The Barony Course was designed by George W. Cobb in the early 1960s and was one of the first courses on Hilton Head Island. From the tee box, many of the holes appear to be relatively open, but as you approach the newly resurfaced Bermuda greens, the real challenge becomes clear. The greens are generous and protected by thick, rough and unforgiving bunkers, entitling the golfer to have good touch with mid- to short-range iron shots. This is a course where accuracy, not length, is paramount.
Holes: 18 | Par: 72
Architect: George Cobb
General Manager: Rick Shoemaker
Head Golf Professional: Ben Smith
This short par 4 is a good warm-up hole. A long drive could bring the lagoon on the left into play, so go with a fairway wood or long iron for a short- to mid-iron approach shot. The green slopes from back to front and is guarded by three bunkers.
Barony's first par 3 features a large, slightly elevated green. Pay attention to the pin position and avoid the large bunker short and left. Again, the green slopes from back to front.
Long hitters can reach this dogleg left par 5 in two, but must hit an accurate tee shot over the left corner of the fairway. Shots missed left bring the trees into play. The wise strategy is a fairway wood off the tee, a short iron lay-up and a short approach.
An accurate tee shot is essential on this medium-length par 4. You must carry the water, avoid the trees on the left and the out of bounds right. The uphill approach shot must negotiate two bunkers that front this green that slopes from back to front.
Going with driver on this short par 4 may bring the lagoon on the left into play. A large bunker also guards the right side of the landing area. Opting for a fairway wood or long iron from the tee will leave a short-iron approach shot to this well-guarded green.
This medium-length par 3 features a difficult green guarded by several bunkers. The putting surface slopes toward the front right corner, so pay close attention to the pin location and play your tee shot accordingly.
Favor the right side of the fairway on this dogleg left. Tee shots hit too far left will be blocked by trees. A fairway wood off the tee will leave a short- to mid-iron approach to a large, fairly flat green surrounded by bunkers.
On this dogleg left par 4, two fairway bunkers await tee shots that stray long and right. Once again, a fairway wood or long iron from the tee is probably the best play. Note the pin position on this deep green before making your approach shot club selection.
This is a true three-shot par 5. Fairway bunkers and a lagoon will catch errant drives to the right, so favor the left side from the tee. Second shots should be right of center for an open approach to a large green framed by bunkers.
Accuracy is essential on this short, dogleg left par 4. The fairway is guarded by water down the left side and bunkers on the right. A long iron or fairway wood from the tee will leave a short iron approach to a tricky green.
Only the longest hitters can reach this long par 5 in two. Favor the right side off the tee and be careful of the creek that crosses the fairway at the 150-yard mark. Approach shots that miss left can bring the trees into play. The well-guarded green falls off on three sides.
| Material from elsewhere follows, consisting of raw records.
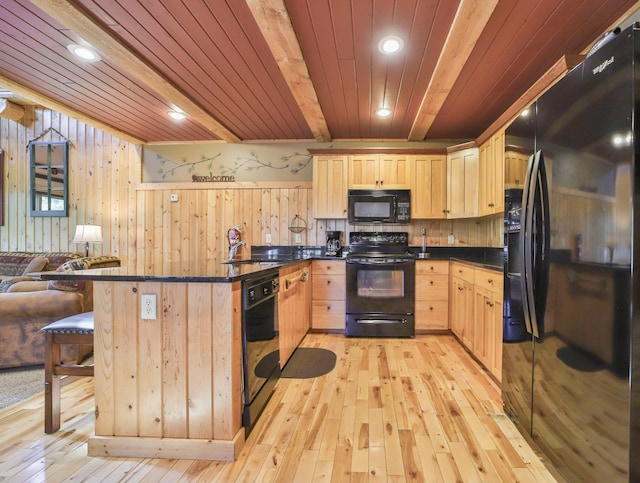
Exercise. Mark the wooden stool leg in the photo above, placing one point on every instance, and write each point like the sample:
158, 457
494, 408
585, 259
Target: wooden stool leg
51, 385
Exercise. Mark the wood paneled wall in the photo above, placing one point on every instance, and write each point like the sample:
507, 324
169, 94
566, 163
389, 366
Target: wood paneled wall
143, 226
102, 186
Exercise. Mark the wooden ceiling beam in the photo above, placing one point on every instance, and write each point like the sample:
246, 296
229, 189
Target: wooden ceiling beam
76, 20
54, 105
12, 111
548, 79
470, 20
274, 22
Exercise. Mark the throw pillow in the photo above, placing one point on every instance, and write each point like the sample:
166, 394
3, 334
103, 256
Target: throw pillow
35, 265
70, 285
6, 284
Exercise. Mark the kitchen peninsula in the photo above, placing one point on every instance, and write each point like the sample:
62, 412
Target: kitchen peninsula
168, 387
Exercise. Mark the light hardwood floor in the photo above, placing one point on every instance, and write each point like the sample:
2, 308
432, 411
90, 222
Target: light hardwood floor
392, 410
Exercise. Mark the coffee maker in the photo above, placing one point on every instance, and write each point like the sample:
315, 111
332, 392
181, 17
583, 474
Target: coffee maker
334, 249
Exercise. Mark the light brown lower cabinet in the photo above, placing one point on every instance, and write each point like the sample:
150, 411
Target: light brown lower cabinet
432, 295
476, 313
328, 308
294, 317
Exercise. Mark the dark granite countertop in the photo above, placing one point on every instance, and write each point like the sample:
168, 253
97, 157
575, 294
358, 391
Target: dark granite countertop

This is the longest par 4 on the course, usually made longer because it plays into the prevailing wind. Do not miss to the right off the tee. Play your approach shot safely to the center of the fairly flat green to avoid the bunkers.
This dogleg left par 4 requires accuracy from the tee. There is water down either side of the fairway and large bunkers will catch drives that are too long. Pay attention to the pin location on this two-tiered green.
This short par 3 is more difficult than it looks. Make sure you take enough club to carry the lagoon. A "good" miss will be to the left. This green slopes from back left to front right toward the water.
This par 5, especially when playing downwind, can be reached in two. Favor the right side from the tee to avoid being blocked out by the palm tree in the left center of the fairway. The well-bunkered green slopes severely from back to front.
Hole #16 is the longest par 3 on the course and is best played with a shot to the center of the green. The back-to-front slope of the putting surface makes this hole even more difficult.
This gentle dogleg left gives you a large fairway to work with. Long hitters can make the hole shorter by favoring the left side of the fairway. Watch out for the water all along the left side of the hole, but especially long and left of the green.
The finishing hole features a wide fairway with room to miss to the right. Watch out for the two bunkers guarding the left side of the landing area. The green, like most on the course, is guarded by several large bunkers. Shots that miss left will fall off into a collection area.